Geçende bir gün her zamanki gibi gezmekteydim. Yalnız bu sefer yanımda bir kız ve bir erkek arkadaşım vardı. Erkek arkadaşım benimle aynı kafada. Gezme tozma işinde "şu ahir ömür"de -dizi aralarına giren reklamlardan hallice olan zamanda- hayattan zevk almayı eğlenmeyi seven bir arkadaşım. Kız arkadaşımsa biraz daha bize göre "tribal" takılmayan bazı meşguliyetleri olan kıyasla belki daha ciddi sayılabilecek bir arkadaşım.
Arabada muhabbet bir yerden sonra yaşam tarzına döndü, arkama dikizden bakıp erkek arkadaşıma," gel nargile gidelim fasıla Ege'ye gidelim napıyoruz burada" dedim.

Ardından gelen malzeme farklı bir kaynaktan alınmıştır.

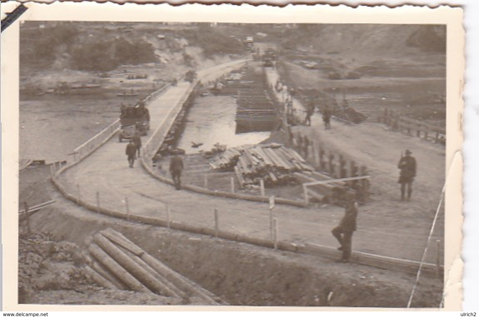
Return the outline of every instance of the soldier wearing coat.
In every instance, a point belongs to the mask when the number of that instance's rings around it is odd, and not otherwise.
[[[412,193],[412,182],[416,177],[416,159],[411,156],[412,153],[406,150],[406,155],[401,156],[398,164],[398,168],[401,170],[398,183],[401,184],[401,200],[404,200],[406,188],[408,189],[408,201],[411,199]]]
[[[131,140],[133,141],[133,144],[137,147],[137,151],[138,152],[138,157],[140,157],[140,150],[141,149],[141,138],[140,137],[140,133],[137,131],[135,132],[135,135],[131,137]]]
[[[133,168],[133,164],[135,163],[135,159],[136,158],[137,146],[131,139],[130,139],[129,143],[126,144],[125,153],[128,158],[128,163],[130,165],[130,167]]]
[[[344,215],[339,224],[331,231],[341,245],[338,249],[342,251],[341,262],[349,262],[352,251],[353,234],[356,231],[356,219],[357,218],[358,206],[355,201],[356,193],[351,190],[346,194],[347,204]]]
[[[183,160],[177,154],[170,159],[170,172],[177,190],[181,189],[181,173],[183,170]]]

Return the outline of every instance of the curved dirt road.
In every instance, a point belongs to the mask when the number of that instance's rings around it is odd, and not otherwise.
[[[167,113],[169,105],[175,104],[175,101],[187,89],[188,84],[185,82],[179,83],[177,86],[170,88],[148,106],[152,130]],[[313,117],[312,127],[298,129],[305,129],[304,133],[320,133],[322,128],[319,125],[317,117],[316,115]],[[347,144],[347,148],[353,151],[348,153],[356,157],[359,162],[363,158],[367,161],[372,170],[373,190],[384,191],[380,194],[388,197],[392,198],[397,194],[396,189],[393,190],[386,185],[383,186],[383,184],[389,184],[390,178],[392,179],[393,175],[395,178],[397,174],[397,170],[391,167],[395,166],[399,159],[396,151],[398,143],[395,142],[399,139],[404,140],[405,143],[401,143],[401,146],[407,145],[412,149],[419,159],[420,166],[422,165],[422,154],[420,154],[421,156],[418,154],[423,153],[425,156],[429,157],[432,155],[430,150],[436,149],[435,145],[425,144],[414,138],[399,138],[398,134],[392,132],[385,131],[378,135],[375,130],[374,133],[370,133],[370,138],[369,134],[361,134],[368,130],[367,124],[354,127],[341,125],[341,129],[339,124],[333,122],[333,124],[334,129],[328,132],[332,136],[331,140],[334,140],[334,144],[340,147]],[[382,128],[378,126],[375,129]],[[144,144],[147,138],[143,138]],[[365,139],[370,140],[371,146],[362,146],[360,142],[356,142],[357,138],[363,142]],[[375,142],[380,143],[374,146]],[[384,151],[379,144],[389,144],[394,151]],[[166,204],[168,203],[171,220],[199,226],[214,228],[214,211],[217,208],[221,230],[257,238],[269,237],[267,204],[175,190],[172,186],[153,178],[137,162],[134,168],[128,168],[125,154],[125,143],[119,143],[116,138],[112,138],[83,161],[62,174],[60,182],[67,187],[68,191],[75,195],[79,194],[79,189],[81,198],[93,204],[96,203],[96,195],[99,193],[101,205],[109,209],[126,212],[125,200],[127,200],[129,211],[132,214],[166,219]],[[437,155],[441,152],[434,151],[437,152]],[[369,164],[367,160],[371,158],[374,158],[373,162],[382,162],[382,165],[379,163],[377,164]],[[393,158],[394,160],[389,162]],[[376,168],[377,174],[375,171]],[[436,171],[436,167],[431,165],[428,168]],[[386,171],[388,172],[386,173]],[[440,174],[443,171],[440,170]],[[185,172],[188,172],[187,167]],[[386,177],[385,181],[382,177]],[[417,183],[420,184],[422,181],[420,177]],[[431,184],[435,181],[433,180]],[[428,183],[427,186],[429,185]],[[431,188],[428,187],[422,191],[419,190],[415,192],[415,194],[417,193],[419,196],[423,193],[432,193]],[[430,209],[421,211],[427,215],[423,215],[426,219],[418,221],[414,217],[420,213],[419,209],[413,207],[416,204],[412,202],[409,205],[400,203],[399,201],[386,203],[385,200],[382,199],[379,200],[381,202],[378,203],[375,197],[373,195],[373,201],[371,204],[360,208],[359,230],[354,236],[354,249],[397,258],[420,260],[430,228]],[[431,201],[435,200],[434,197],[430,199]],[[430,204],[427,201],[423,203],[422,200],[421,206],[423,205],[429,206]],[[278,205],[274,212],[278,219],[280,240],[337,246],[337,242],[331,234],[331,230],[342,216],[342,209],[332,206],[300,208]],[[396,216],[392,217],[394,215]],[[398,222],[398,215],[400,215],[400,222]],[[440,234],[437,235],[441,236]],[[430,255],[428,261],[433,262],[434,254]]]

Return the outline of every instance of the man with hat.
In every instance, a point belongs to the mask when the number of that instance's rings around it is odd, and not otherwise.
[[[398,168],[401,170],[398,183],[401,184],[401,200],[404,200],[406,187],[408,188],[408,201],[411,199],[412,193],[412,181],[416,177],[416,159],[411,156],[412,152],[406,150],[406,154],[401,156]]]
[[[344,215],[339,224],[331,231],[331,233],[341,245],[338,248],[338,250],[342,251],[340,262],[349,262],[352,251],[353,234],[356,231],[356,219],[358,215],[355,191],[348,190],[346,193],[346,199]]]

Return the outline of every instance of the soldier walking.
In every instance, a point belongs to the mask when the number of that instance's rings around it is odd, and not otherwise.
[[[338,250],[342,251],[340,262],[349,262],[351,257],[353,234],[356,231],[356,219],[358,214],[355,197],[356,193],[353,190],[346,193],[347,204],[344,210],[344,216],[339,224],[331,231],[331,233],[341,245],[338,248]]]
[[[140,133],[137,131],[135,132],[135,134],[131,137],[131,140],[133,141],[133,144],[137,147],[137,151],[138,152],[138,157],[140,157],[140,149],[141,149],[141,138],[140,137]]]
[[[170,159],[170,172],[177,190],[181,189],[181,173],[183,170],[183,160],[175,154]]]
[[[406,150],[406,154],[401,155],[401,159],[398,164],[398,168],[401,170],[399,180],[401,184],[401,200],[404,200],[406,188],[408,188],[408,201],[411,199],[412,193],[412,181],[416,177],[416,159],[411,156],[412,153],[409,150]]]
[[[133,168],[137,154],[137,146],[133,143],[133,141],[131,139],[130,142],[126,144],[126,149],[125,152],[128,158],[128,163],[130,164],[130,167]]]
[[[314,113],[314,103],[312,101],[310,101],[306,109],[306,117],[305,119],[305,124],[306,125],[311,125],[311,117]]]

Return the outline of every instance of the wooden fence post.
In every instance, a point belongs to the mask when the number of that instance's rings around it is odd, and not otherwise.
[[[309,198],[308,196],[308,186],[303,184],[303,191],[304,192],[304,200],[308,205],[309,203]]]
[[[303,140],[303,151],[304,153],[304,159],[305,161],[308,161],[308,150],[309,148],[309,139],[308,139],[308,137],[305,135],[304,136]]]
[[[218,219],[218,210],[215,208],[215,236],[218,236],[218,231],[219,231],[219,223]]]
[[[273,241],[274,246],[274,249],[276,250],[278,248],[278,219],[277,218],[273,218]]]
[[[128,197],[125,198],[125,206],[126,207],[126,220],[130,220],[130,206],[128,203]]]
[[[334,154],[332,153],[330,153],[329,159],[328,169],[329,170],[329,174],[331,177],[333,177],[333,176],[334,175],[334,165],[333,164],[332,161],[334,159]]]
[[[100,192],[96,192],[96,212],[100,213]]]
[[[77,204],[80,206],[80,185],[79,184],[77,184]]]
[[[166,225],[170,228],[170,205],[166,204]]]
[[[394,123],[393,125],[393,129],[394,131],[397,131],[399,129],[399,116],[396,115],[396,117],[394,118]]]
[[[273,234],[273,231],[274,231],[274,228],[273,227],[273,209],[270,208],[269,209],[269,216],[270,216],[270,238],[271,240],[273,240],[274,238],[274,235]]]
[[[369,175],[367,172],[367,167],[363,165],[361,167],[361,176],[367,176]],[[365,201],[367,201],[369,199],[369,181],[367,178],[363,178],[361,180],[361,196],[363,197]]]
[[[27,220],[27,234],[28,236],[30,237],[30,215],[28,214],[28,204],[27,203],[26,201],[23,203],[23,206],[25,207],[25,216],[26,217]]]
[[[326,169],[326,163],[324,161],[324,150],[322,148],[319,148],[319,164],[320,165],[321,170],[324,171]]]
[[[318,143],[316,142],[313,142],[313,144],[311,145],[311,152],[313,153],[313,155],[314,156],[314,165],[316,167],[319,167],[319,153],[318,152]]]
[[[265,196],[264,193],[264,180],[262,178],[260,179],[260,189],[261,190],[261,196],[264,197]]]
[[[342,154],[339,155],[339,174],[340,177],[343,178],[346,177],[346,161],[344,160]]]

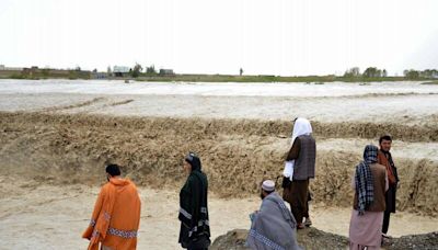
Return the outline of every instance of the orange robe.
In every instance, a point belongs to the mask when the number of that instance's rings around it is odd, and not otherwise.
[[[82,235],[90,240],[88,249],[99,250],[100,242],[112,250],[136,249],[140,207],[140,197],[131,181],[110,179],[101,189],[91,223]]]

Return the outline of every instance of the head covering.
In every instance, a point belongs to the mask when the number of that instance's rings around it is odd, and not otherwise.
[[[187,161],[192,166],[192,171],[193,170],[200,171],[201,169],[200,159],[196,155],[196,152],[188,152],[187,156],[185,157],[185,161]]]
[[[355,183],[359,215],[364,215],[374,201],[374,185],[370,164],[377,162],[378,150],[374,145],[367,145],[364,150],[364,161],[356,166]]]
[[[309,120],[298,117],[293,121],[292,140],[290,145],[293,146],[295,139],[298,136],[312,134],[312,125],[310,125]],[[285,169],[283,170],[283,175],[292,180],[293,178],[293,166],[295,160],[289,160],[285,162]]]
[[[266,192],[273,192],[275,190],[275,183],[272,180],[266,180],[262,183],[262,189]]]
[[[312,134],[312,125],[310,125],[309,120],[298,117],[293,124],[292,140],[290,144],[293,145],[293,141],[298,136],[310,134]]]

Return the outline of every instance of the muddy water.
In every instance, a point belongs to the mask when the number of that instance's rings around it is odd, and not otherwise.
[[[57,212],[82,204],[78,215],[81,220],[71,221],[80,232],[88,219],[85,204],[94,198],[89,193],[83,197],[87,201],[81,200],[84,185],[95,190],[101,184],[105,163],[124,166],[123,171],[141,189],[160,186],[172,193],[184,180],[181,159],[188,150],[201,156],[210,191],[218,198],[212,200],[214,211],[232,206],[227,201],[237,197],[247,200],[241,206],[253,209],[254,203],[258,204],[252,197],[260,180],[277,179],[281,173],[289,145],[289,121],[298,115],[312,120],[318,140],[316,179],[311,184],[313,213],[320,218],[315,226],[346,234],[354,167],[366,144],[376,144],[381,134],[390,133],[395,138],[392,152],[401,178],[397,206],[403,212],[393,223],[403,230],[390,229],[391,234],[427,232],[437,225],[430,216],[436,218],[438,214],[436,92],[437,87],[418,82],[242,86],[1,80],[0,174],[20,175],[16,182],[24,184],[18,192],[33,196],[18,194],[19,198],[14,198],[0,193],[4,201],[0,203],[0,235],[30,228],[37,231],[27,234],[28,246],[59,246],[59,241],[44,245],[42,234],[70,238],[77,235],[47,218],[70,221],[72,218]],[[34,186],[26,188],[27,181]],[[12,186],[15,180],[2,183]],[[46,184],[49,186],[33,190]],[[66,191],[59,201],[47,201],[56,207],[48,214],[44,201],[36,202],[47,190],[66,188],[73,191]],[[173,198],[168,193],[157,195]],[[149,198],[154,201],[146,197]],[[150,207],[157,213],[163,211],[164,204],[158,201]],[[28,208],[18,212],[19,205]],[[166,223],[173,221],[173,211],[165,213],[158,217],[152,213],[152,217],[142,219],[169,230],[166,235],[152,236],[175,238],[175,229],[166,226],[172,225]],[[328,219],[336,214],[342,214],[339,225]],[[23,215],[25,219],[15,224],[14,218]],[[220,217],[220,213],[216,216]],[[235,219],[238,223],[232,225],[216,225],[220,229],[214,234],[245,228],[245,215]],[[416,224],[412,220],[428,226],[413,226]],[[19,239],[9,241],[9,246],[28,247],[18,242]],[[84,246],[79,242],[69,241],[68,249]],[[165,240],[159,242],[168,246]]]

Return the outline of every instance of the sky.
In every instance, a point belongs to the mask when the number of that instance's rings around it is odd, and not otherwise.
[[[176,73],[438,69],[437,0],[0,0],[0,65]]]

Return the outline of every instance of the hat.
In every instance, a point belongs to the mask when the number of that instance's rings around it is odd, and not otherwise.
[[[273,192],[275,190],[275,183],[272,180],[266,180],[263,182],[262,189],[266,192]]]

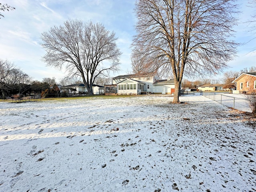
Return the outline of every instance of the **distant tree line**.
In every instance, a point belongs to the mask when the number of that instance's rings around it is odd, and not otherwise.
[[[223,84],[224,89],[230,89],[235,88],[235,84],[232,83],[234,81],[239,75],[243,73],[256,72],[256,66],[252,66],[245,68],[241,70],[240,71],[229,71],[223,74],[223,77],[222,79],[211,79],[205,78],[191,81],[186,78],[184,78],[182,82],[182,87],[189,87],[191,88],[196,88],[198,86],[207,84]]]
[[[43,92],[46,96],[48,93],[59,92],[59,89],[56,87],[55,78],[44,78],[42,82],[33,81],[32,79],[10,61],[0,59],[0,90],[3,98],[17,94],[41,95]],[[52,89],[55,91],[53,93]]]

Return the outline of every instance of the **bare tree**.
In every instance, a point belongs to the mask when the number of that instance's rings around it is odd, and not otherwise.
[[[69,76],[81,77],[89,94],[98,76],[119,70],[117,38],[101,24],[70,20],[43,33],[41,38],[46,51],[42,60],[58,69],[65,67]]]
[[[0,59],[0,89],[4,99],[6,98],[6,92],[8,90],[8,79],[14,65],[7,60]]]
[[[48,84],[49,85],[48,88],[50,88],[50,87],[53,86],[54,84],[56,84],[56,80],[54,77],[53,77],[52,78],[46,77],[43,78],[42,82]]]
[[[9,11],[9,10],[12,10],[14,9],[15,9],[15,7],[12,7],[7,4],[2,4],[0,3],[0,11],[4,11],[5,10],[7,10]],[[1,17],[4,17],[4,16],[0,12],[0,19],[1,19]]]
[[[8,91],[24,94],[30,89],[32,78],[17,68],[12,69],[7,78]],[[17,92],[15,93],[16,92]]]
[[[112,84],[113,80],[112,78],[105,77],[102,75],[99,75],[95,78],[94,84],[103,86],[104,85],[110,85]]]
[[[173,74],[173,102],[179,102],[184,74],[216,74],[232,58],[237,8],[232,0],[137,0],[133,45],[154,68]]]

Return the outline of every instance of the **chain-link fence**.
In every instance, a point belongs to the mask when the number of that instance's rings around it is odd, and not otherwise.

O da "gidelim olmadı Olimpos'a gidelim" dedi. Sonradan kız arkadaşımız hemen müdahil oldu ve sordu, "- nedir bu erkeklerdeki kaybedenler kulübü ve ıssız adam takıntısı iyi ki bu iki film çekildi nedir bu özentiniz" dedi.
O an biraz mavra biraz gerçek cevaplar verdik konu kapandı. Ancak bir iki gün önce konuşma aklıma geldi ve sanırım cevabı buldum. Sanırım o kadar büyük bir kalabalığın içindeyiz ve hep hedefteki için başkalarına benzemeye çalışıyoruz ki bu sebepten kendimizi yalnız ve ıssız adamlara benzetiyoruz. Çünkü değer verdiklerimiz bize bizlerin onlara verdiklerinin yüzde biri kadar bile değer ve saygı vermiyor.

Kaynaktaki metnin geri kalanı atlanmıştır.